I first met Dr. Elinor Ostrom when she came to The University of British Columbia as a Visiting Professor and stayed at Green College. While at the time, none of my PhD research really had anything to do with neoinstitutionalism or rational choice theory per se, I knew of her work and read much of her scholarly production because I wrote PhD comprehensive exams in Political Science and Comparative Public Policy. She was invited to speak at the Institute for Resources, Environment and Sustainability (where I did my PhD) and also gave a few other public lectures, several of them at Green College (where I lived as a graduate student). Dr. Ostrom brought along on her trip her husband, Dr. Vincent Ostrom. After giving a brown-bag lecture, I walked them back to Green College and they graciously offered to buy me lunch.
We spent the next 3 hours discussing neoinstitutionalism, rational choice theory, and which Mexican scholars were doing common pool resource theory (CPR). Elinor (or Lin as most people called her) wanted to connect me with a fantastic Mexican scholar who went to become a very close friend of mine, Dr. Leticia Merino-Perez from the Social Research Institute at UNAM. Lin and Leti had done collaborative work on Mexican forest resources management.

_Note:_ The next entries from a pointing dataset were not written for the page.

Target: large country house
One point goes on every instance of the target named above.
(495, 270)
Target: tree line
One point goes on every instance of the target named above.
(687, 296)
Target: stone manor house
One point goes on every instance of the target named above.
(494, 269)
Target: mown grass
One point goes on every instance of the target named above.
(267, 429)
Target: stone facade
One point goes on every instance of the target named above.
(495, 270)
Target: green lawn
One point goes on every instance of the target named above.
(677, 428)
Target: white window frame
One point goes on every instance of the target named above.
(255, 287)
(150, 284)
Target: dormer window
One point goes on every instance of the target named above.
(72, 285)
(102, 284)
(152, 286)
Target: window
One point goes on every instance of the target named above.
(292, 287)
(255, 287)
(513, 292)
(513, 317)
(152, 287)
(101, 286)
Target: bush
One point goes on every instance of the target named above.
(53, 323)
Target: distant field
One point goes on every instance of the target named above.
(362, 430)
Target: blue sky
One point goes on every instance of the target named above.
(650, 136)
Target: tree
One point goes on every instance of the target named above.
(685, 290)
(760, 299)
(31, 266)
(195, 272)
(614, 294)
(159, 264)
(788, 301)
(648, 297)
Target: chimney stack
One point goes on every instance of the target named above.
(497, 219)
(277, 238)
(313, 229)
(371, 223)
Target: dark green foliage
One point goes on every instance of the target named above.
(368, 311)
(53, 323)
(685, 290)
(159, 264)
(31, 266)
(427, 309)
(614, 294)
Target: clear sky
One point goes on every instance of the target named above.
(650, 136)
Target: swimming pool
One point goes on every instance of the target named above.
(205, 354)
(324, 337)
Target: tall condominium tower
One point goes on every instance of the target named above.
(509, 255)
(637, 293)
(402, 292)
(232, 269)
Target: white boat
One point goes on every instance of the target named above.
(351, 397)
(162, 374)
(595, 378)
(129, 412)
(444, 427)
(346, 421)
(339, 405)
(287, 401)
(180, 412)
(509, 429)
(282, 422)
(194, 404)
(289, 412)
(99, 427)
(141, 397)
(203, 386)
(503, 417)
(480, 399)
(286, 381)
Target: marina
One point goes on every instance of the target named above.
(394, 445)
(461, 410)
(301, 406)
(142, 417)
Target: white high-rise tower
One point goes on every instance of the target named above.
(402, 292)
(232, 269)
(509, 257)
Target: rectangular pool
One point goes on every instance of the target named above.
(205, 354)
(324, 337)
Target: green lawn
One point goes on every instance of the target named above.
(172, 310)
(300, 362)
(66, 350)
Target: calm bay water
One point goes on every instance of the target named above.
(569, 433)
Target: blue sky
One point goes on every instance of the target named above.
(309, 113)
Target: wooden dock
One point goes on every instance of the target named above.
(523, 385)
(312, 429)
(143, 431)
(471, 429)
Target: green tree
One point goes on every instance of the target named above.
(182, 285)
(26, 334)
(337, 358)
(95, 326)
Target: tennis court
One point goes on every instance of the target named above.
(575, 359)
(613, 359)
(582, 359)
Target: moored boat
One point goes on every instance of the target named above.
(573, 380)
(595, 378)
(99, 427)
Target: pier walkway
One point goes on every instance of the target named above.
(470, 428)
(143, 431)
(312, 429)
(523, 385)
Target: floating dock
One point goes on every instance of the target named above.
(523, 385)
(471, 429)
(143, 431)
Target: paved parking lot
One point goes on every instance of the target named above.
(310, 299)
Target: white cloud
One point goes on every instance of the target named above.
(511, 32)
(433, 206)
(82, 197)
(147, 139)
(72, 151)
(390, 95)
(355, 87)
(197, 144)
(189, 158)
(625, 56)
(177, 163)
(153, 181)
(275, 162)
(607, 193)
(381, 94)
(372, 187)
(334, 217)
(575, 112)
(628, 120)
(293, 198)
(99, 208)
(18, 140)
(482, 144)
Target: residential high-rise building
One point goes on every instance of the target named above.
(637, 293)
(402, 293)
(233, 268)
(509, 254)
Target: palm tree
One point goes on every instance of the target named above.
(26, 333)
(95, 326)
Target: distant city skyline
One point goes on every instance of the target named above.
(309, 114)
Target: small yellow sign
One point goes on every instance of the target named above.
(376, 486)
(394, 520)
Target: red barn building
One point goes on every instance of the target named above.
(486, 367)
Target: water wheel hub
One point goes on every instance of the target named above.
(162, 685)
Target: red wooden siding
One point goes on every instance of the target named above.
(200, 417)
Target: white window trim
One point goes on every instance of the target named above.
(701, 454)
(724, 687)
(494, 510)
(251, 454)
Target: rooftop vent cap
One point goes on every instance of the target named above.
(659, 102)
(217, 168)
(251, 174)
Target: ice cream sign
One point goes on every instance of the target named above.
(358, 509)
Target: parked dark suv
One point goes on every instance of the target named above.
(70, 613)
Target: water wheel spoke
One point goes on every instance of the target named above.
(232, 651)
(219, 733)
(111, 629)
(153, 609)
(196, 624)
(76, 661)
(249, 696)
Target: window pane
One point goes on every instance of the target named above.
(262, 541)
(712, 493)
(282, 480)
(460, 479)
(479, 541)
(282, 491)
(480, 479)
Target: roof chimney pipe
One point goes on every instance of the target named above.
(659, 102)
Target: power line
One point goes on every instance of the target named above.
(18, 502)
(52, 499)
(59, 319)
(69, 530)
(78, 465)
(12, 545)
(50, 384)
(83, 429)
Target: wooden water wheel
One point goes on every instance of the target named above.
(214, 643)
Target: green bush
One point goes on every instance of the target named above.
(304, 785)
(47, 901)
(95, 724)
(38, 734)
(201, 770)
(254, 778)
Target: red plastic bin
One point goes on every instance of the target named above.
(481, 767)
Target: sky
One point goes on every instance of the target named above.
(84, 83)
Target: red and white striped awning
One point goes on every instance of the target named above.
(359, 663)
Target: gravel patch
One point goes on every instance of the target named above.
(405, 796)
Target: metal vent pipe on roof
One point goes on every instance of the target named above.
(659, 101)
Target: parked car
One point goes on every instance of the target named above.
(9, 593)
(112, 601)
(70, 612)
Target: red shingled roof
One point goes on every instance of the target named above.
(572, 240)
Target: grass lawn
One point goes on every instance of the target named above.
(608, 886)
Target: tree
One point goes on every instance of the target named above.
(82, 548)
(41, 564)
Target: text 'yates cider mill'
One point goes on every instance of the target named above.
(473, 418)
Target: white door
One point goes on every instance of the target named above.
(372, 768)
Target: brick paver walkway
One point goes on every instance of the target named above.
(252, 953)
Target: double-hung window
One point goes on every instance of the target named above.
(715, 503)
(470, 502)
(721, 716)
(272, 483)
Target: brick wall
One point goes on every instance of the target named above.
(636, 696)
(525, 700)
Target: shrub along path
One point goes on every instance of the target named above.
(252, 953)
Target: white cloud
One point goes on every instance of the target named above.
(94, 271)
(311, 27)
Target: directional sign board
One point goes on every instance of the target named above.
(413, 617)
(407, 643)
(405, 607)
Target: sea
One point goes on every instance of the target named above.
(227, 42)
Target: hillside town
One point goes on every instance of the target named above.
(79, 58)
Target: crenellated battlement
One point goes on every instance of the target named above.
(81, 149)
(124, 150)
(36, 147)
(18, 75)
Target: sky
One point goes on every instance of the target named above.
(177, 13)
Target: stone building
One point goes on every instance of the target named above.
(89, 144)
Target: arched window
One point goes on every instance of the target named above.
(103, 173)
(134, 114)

Lin and Vincent were incredibly generous with their time during their visit, we spent breakfasts, lunches and dinners at Green College chatting and they were very sweet to me, teaching me about ways of looking at governing natural resources using robust institutions and I can confidently say that they were the reason, and in particular Lin Ostrom, that much of my scholarly work now uses neoinstitutional theory. I feel this loss as a very personal one as I did have a personal albeit brief connection to the Ostroms, but I can’t help but also share in the collective grief of everybody who knew Lin Ostrom. Her work demonstrated that ordinary folks can and often do build robust norms and rules (institutions) to govern resources in a sustainable manner. I became fascinated by the study of institutions when I met Lin Ostrom, and I hope to carry the torch in the future with my own scholarly work.
Rest in peace, Lin. You made your mark in the world, much more beyond the Nobel Prize. And thank you for your teachings.